Like a gunslinger from the old Wild West, the US Cloud Act stands on main street and shouts, “Come out if you dare – unarmed and one at a time,” while Europeans stand at the windows and wave white flags. In certain circumstances under the Cloud (Clarifying Lawful Overseas Use of Data) Act, the US courts can demand the surrender of any personal data from American cloud providers, even if the data is stored on European servers and subject to European data protection regulations. In a pitiful display of appeasement, the EU attempted to use Privacy Shield, a data transfer mechanism agreed with the US, to try to protect citizens’ data from exploitation and intelligence agency snooping – which turned out to be absurd because many US companies, and possibly government departments, simply paid lip service to the agreement.

When the Trump administration took over, it placed America first and tightened the provisions of the Patriot Act, which was forged to fight terrorism after 9/11. Since then, American cloud providers in Europe have had to violate one or the other of these acts, and Privacy Shield has been a distraction too many for some.

In the end, it took Austrian data activist Max Schrems to get the European Court of Justice to take down the Privacy Shield. Since then, the situation has not changed much: the gun slinger is still standing on the main street while Europeans sit around the regulars’ table hatching new rules for handling data, data structures, and data analysis.

Privacy is the most unenforced right in Europe.

Max Schrems ,Austrian cyber-activist

Gaia-X, launched as an alternative European cloud, is now only – or after all, depending on your point of view – a set of rules for handling data in the cloud, the first version of which was presented for discussion last year. This should lead to manufacturers having to provide users with details about which European standards have been met. Gaia-X will be analogous with food labeling, where suppliers provide information on shelf life, ingredients, and nutritional values. Gaia-X could at least become more meaningful by listing standards-compliance “contents” – but this will not drive the Cloud gunslinger off the main street. The content of the Cloud Act is unlikely to help Europe to recover its privacy independence.

Gaia-X could counteract a mostly unproven but constantly voiced reservation: the general suspicion that cloud providers are diverting and misusing their customers’ data for their own profit. However, there is a fundamental difference between professional cloud services, such as Deutsche Telekom’s T-Systems or Microsoft Azure, and data platforms, such as Google or Facebook, which see their customers as information suppliers and offer them cloud platform access at no charge in return for the disclosure of personal data.

Amazon is a special case here, because it straddles both worlds with Amazon Web Services (AWS) offering private professional cloud services on the one hand, while the Amazon retail platform allows the greatest possible sharing of consumer data on the other. This almost certainly contributes to the fact that the reservation of data misappropriation is constantly being revived.

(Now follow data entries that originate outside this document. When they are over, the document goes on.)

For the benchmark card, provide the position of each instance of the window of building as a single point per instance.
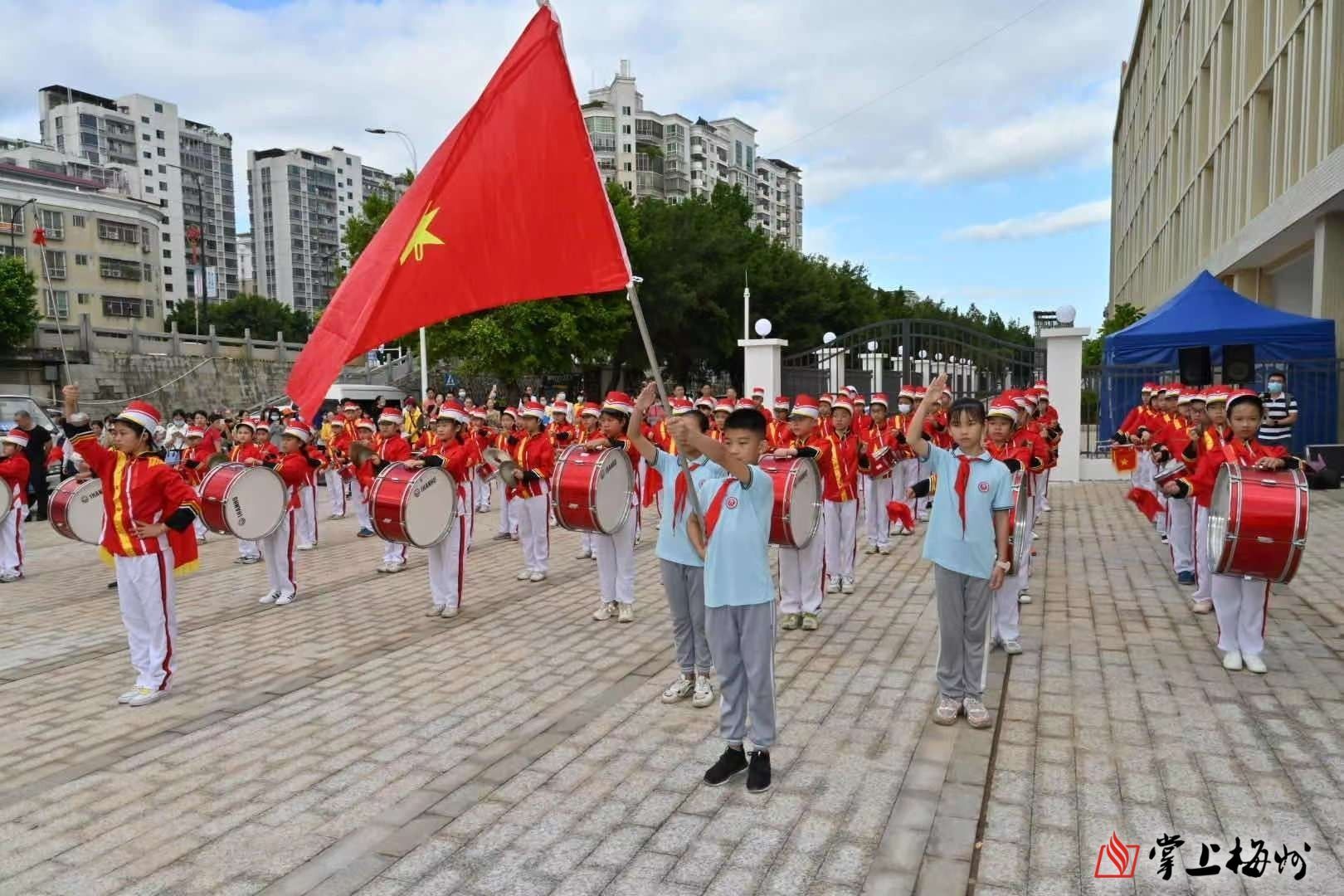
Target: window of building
(58, 304)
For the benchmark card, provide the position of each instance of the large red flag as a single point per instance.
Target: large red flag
(509, 208)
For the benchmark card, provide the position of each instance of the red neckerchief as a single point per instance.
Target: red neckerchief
(711, 518)
(962, 479)
(679, 490)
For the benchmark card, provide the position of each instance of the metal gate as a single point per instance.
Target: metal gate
(882, 358)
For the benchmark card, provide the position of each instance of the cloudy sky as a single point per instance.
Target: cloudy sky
(960, 148)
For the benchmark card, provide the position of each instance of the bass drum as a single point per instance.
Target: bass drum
(797, 500)
(75, 511)
(1257, 523)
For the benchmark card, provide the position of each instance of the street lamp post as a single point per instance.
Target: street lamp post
(410, 148)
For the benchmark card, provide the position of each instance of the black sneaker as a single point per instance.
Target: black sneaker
(758, 772)
(733, 762)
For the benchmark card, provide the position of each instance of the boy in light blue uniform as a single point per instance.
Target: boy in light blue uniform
(968, 544)
(680, 564)
(738, 592)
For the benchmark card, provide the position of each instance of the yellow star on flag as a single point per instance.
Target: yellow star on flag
(421, 236)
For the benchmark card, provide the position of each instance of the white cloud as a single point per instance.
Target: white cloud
(314, 73)
(1040, 225)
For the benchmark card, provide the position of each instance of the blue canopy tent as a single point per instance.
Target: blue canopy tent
(1210, 314)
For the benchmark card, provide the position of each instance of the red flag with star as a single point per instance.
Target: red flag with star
(509, 208)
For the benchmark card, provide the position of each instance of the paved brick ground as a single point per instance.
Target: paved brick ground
(347, 743)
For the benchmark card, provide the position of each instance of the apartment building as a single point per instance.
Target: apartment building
(672, 156)
(300, 202)
(101, 249)
(1229, 153)
(182, 165)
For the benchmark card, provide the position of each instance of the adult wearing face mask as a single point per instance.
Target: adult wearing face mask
(1280, 412)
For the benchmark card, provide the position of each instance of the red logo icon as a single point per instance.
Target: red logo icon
(1116, 859)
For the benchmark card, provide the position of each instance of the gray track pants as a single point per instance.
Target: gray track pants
(964, 629)
(743, 640)
(684, 586)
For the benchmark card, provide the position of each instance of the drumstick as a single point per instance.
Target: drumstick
(633, 293)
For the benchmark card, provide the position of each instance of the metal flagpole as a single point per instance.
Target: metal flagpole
(633, 295)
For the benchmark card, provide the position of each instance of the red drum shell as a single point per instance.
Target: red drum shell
(592, 490)
(1257, 523)
(797, 500)
(413, 507)
(77, 511)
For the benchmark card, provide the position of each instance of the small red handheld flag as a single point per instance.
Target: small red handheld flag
(509, 208)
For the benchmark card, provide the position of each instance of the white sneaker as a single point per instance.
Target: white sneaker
(144, 696)
(704, 692)
(679, 689)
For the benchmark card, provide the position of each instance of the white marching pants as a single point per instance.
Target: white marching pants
(1241, 606)
(802, 577)
(878, 492)
(1205, 582)
(307, 514)
(149, 597)
(533, 529)
(840, 519)
(277, 550)
(1181, 533)
(616, 562)
(446, 562)
(336, 492)
(11, 540)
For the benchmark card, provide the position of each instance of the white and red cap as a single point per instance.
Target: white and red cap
(143, 414)
(806, 406)
(300, 431)
(452, 410)
(619, 402)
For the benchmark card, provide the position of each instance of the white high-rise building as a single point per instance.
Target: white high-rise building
(300, 202)
(671, 156)
(182, 165)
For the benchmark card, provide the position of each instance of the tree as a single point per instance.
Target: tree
(17, 304)
(1118, 319)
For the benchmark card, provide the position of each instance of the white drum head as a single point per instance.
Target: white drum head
(85, 512)
(806, 503)
(426, 522)
(254, 504)
(613, 489)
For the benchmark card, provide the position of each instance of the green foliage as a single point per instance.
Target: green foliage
(1118, 319)
(17, 304)
(262, 316)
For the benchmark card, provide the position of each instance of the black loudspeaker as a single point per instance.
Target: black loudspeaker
(1239, 364)
(1196, 367)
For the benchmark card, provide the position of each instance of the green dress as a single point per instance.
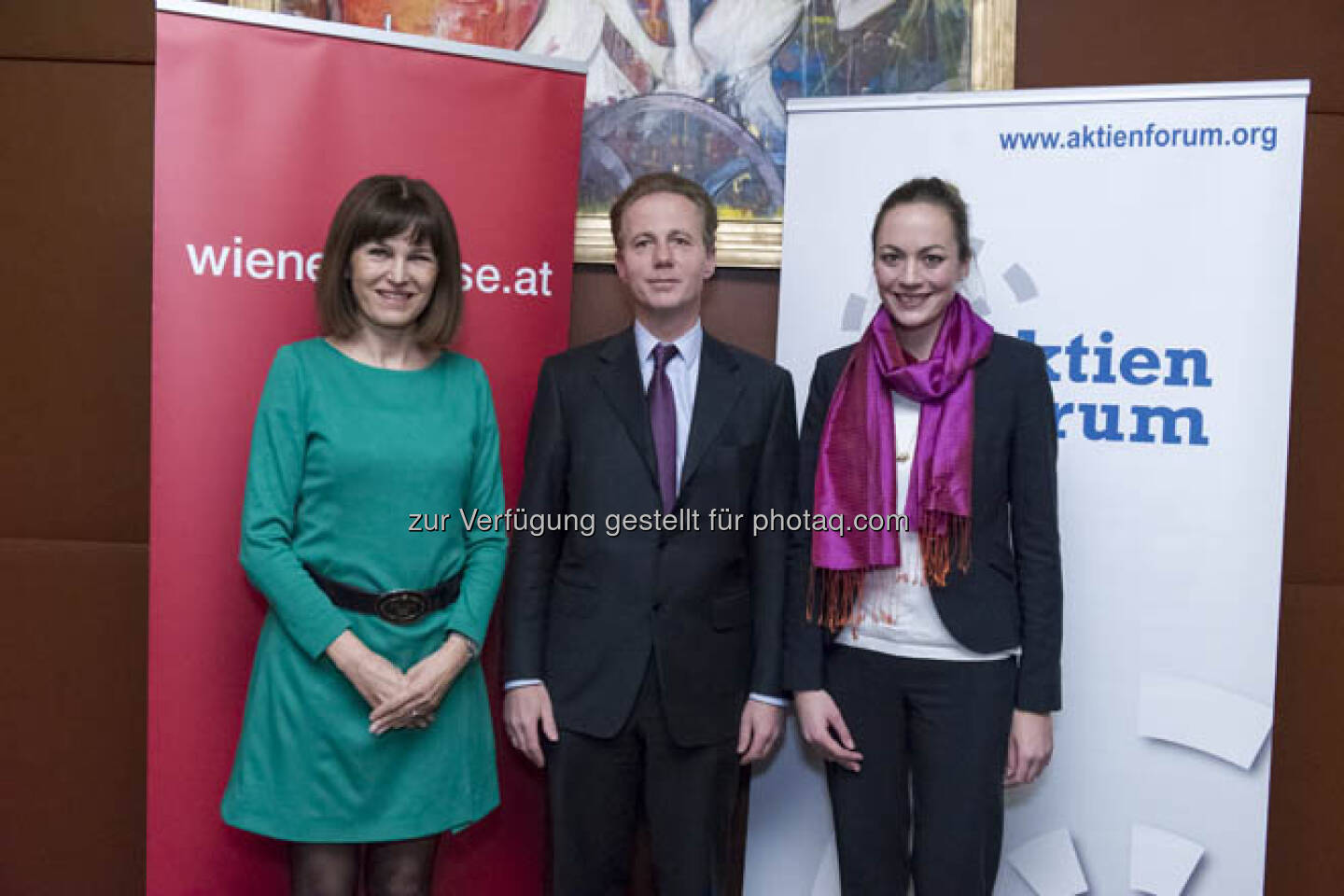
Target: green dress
(343, 457)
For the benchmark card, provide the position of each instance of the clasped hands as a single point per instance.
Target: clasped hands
(399, 699)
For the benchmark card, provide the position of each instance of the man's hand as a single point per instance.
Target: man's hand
(824, 730)
(525, 709)
(760, 731)
(1029, 746)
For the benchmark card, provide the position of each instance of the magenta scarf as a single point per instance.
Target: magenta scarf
(857, 461)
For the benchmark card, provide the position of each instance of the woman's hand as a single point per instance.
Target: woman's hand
(427, 684)
(1029, 745)
(372, 676)
(824, 730)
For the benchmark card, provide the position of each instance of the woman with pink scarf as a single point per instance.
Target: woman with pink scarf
(924, 644)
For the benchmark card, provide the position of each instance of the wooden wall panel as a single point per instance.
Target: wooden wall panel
(74, 445)
(89, 30)
(73, 718)
(1123, 42)
(1307, 791)
(1313, 532)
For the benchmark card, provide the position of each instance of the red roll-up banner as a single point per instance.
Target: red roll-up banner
(262, 122)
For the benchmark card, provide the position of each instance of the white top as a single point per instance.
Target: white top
(898, 615)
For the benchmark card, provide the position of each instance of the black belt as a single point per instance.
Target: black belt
(399, 608)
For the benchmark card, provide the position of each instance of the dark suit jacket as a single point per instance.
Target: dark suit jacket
(583, 613)
(1013, 593)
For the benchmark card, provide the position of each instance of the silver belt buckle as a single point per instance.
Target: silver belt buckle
(400, 608)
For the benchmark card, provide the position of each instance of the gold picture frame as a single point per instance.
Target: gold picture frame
(758, 244)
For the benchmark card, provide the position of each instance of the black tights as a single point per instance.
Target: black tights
(397, 868)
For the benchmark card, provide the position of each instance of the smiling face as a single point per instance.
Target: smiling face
(393, 280)
(917, 265)
(663, 259)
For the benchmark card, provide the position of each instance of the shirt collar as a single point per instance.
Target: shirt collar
(689, 347)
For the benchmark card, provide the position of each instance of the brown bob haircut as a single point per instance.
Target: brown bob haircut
(931, 191)
(665, 182)
(375, 208)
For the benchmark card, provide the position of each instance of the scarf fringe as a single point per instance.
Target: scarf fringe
(944, 536)
(833, 596)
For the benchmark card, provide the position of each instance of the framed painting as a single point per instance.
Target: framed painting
(699, 86)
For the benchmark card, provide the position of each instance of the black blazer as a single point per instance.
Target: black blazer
(1013, 593)
(582, 613)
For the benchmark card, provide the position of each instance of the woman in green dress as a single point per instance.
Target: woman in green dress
(367, 730)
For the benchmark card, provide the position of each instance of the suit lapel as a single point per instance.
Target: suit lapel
(620, 381)
(715, 394)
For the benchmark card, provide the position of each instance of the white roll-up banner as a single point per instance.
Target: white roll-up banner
(1147, 239)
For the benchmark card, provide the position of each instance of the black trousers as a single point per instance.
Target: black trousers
(598, 788)
(934, 740)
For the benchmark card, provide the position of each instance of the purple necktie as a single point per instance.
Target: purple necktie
(663, 419)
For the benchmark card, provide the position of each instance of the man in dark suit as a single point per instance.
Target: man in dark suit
(643, 663)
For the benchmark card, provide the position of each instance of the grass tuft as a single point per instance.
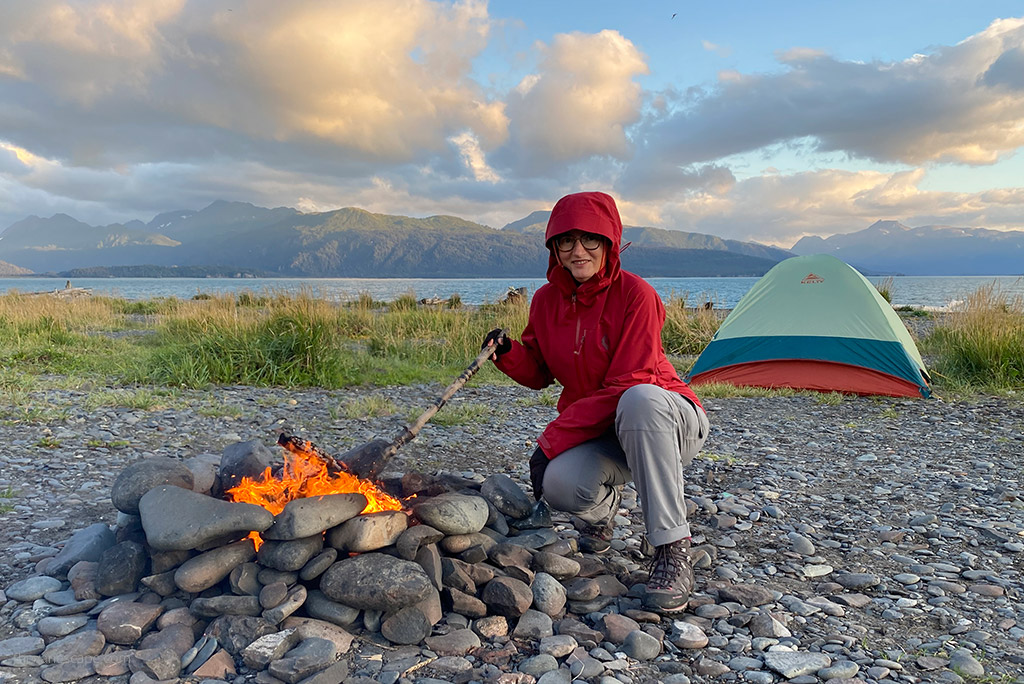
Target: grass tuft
(981, 343)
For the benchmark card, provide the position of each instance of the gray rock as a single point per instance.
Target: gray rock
(87, 544)
(456, 642)
(33, 588)
(261, 652)
(296, 597)
(206, 569)
(306, 659)
(408, 626)
(142, 475)
(226, 604)
(641, 646)
(795, 664)
(857, 580)
(247, 459)
(964, 664)
(77, 646)
(557, 566)
(20, 646)
(615, 628)
(312, 515)
(178, 638)
(243, 579)
(506, 496)
(465, 604)
(560, 676)
(689, 636)
(237, 632)
(318, 564)
(158, 664)
(320, 606)
(272, 594)
(120, 569)
(291, 555)
(72, 671)
(377, 582)
(125, 623)
(60, 627)
(538, 665)
(180, 519)
(549, 594)
(765, 625)
(750, 595)
(841, 670)
(802, 545)
(534, 625)
(507, 596)
(369, 532)
(409, 543)
(453, 513)
(204, 468)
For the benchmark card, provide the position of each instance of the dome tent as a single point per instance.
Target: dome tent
(814, 323)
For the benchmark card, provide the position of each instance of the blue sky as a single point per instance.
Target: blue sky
(747, 120)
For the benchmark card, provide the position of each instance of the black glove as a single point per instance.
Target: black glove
(538, 464)
(502, 343)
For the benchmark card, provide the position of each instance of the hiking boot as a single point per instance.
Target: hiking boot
(671, 578)
(596, 537)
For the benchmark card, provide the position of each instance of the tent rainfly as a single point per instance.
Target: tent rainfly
(814, 323)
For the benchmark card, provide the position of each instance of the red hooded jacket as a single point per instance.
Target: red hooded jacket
(597, 338)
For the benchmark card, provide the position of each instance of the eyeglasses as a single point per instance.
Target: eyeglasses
(566, 243)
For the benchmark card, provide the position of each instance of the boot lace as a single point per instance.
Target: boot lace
(668, 565)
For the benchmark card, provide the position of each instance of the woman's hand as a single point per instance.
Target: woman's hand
(499, 341)
(538, 464)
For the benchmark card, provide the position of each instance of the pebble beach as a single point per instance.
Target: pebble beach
(876, 540)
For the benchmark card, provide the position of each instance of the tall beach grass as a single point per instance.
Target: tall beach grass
(980, 344)
(304, 340)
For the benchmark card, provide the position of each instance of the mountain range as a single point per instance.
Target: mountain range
(890, 247)
(345, 243)
(235, 238)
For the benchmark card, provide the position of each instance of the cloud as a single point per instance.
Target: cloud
(385, 82)
(579, 103)
(781, 208)
(961, 103)
(720, 50)
(113, 110)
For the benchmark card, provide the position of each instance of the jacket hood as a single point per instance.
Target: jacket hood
(591, 212)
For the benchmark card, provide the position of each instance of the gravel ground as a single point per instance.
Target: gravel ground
(914, 506)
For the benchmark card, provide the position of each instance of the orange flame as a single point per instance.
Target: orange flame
(305, 475)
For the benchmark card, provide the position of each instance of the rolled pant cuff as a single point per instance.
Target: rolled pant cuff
(663, 537)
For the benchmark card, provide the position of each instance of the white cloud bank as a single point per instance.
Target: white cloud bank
(121, 109)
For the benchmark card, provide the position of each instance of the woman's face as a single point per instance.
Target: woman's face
(582, 262)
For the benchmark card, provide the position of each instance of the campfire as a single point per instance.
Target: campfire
(306, 472)
(276, 563)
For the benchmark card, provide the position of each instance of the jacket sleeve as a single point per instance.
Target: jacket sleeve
(634, 361)
(523, 362)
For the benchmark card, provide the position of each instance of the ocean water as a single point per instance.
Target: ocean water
(939, 292)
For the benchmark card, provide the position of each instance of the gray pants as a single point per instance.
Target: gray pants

Europe is now putting the brakes on the online platforms, under the leadership of the EU Commissioner for the Interior, Thierry Breton. The Digital Services Act is intended to create a basic service law for online platforms. It is formulated to update the provisions of the 20-year-old e-Commerce Directive, which was created under the conditions that prevailed prior to the dot.com bubble when the market-dominating platforms and business models didn’t exist.

Providers are already warning that the new etiquette rules could possibly lead to companies like Google, for example, not being able to display restaurant recommendations on its interactive area maps. This is because the Maps’ recommendations are based on an opaque algorithm that selects businesses according to criteria that are anything but objective – which will not meet the conditions of the Digital Services Act. It’s still early days and this may not be the case as the Act is more likely to be directed against hate speech, fake news, and election influencing.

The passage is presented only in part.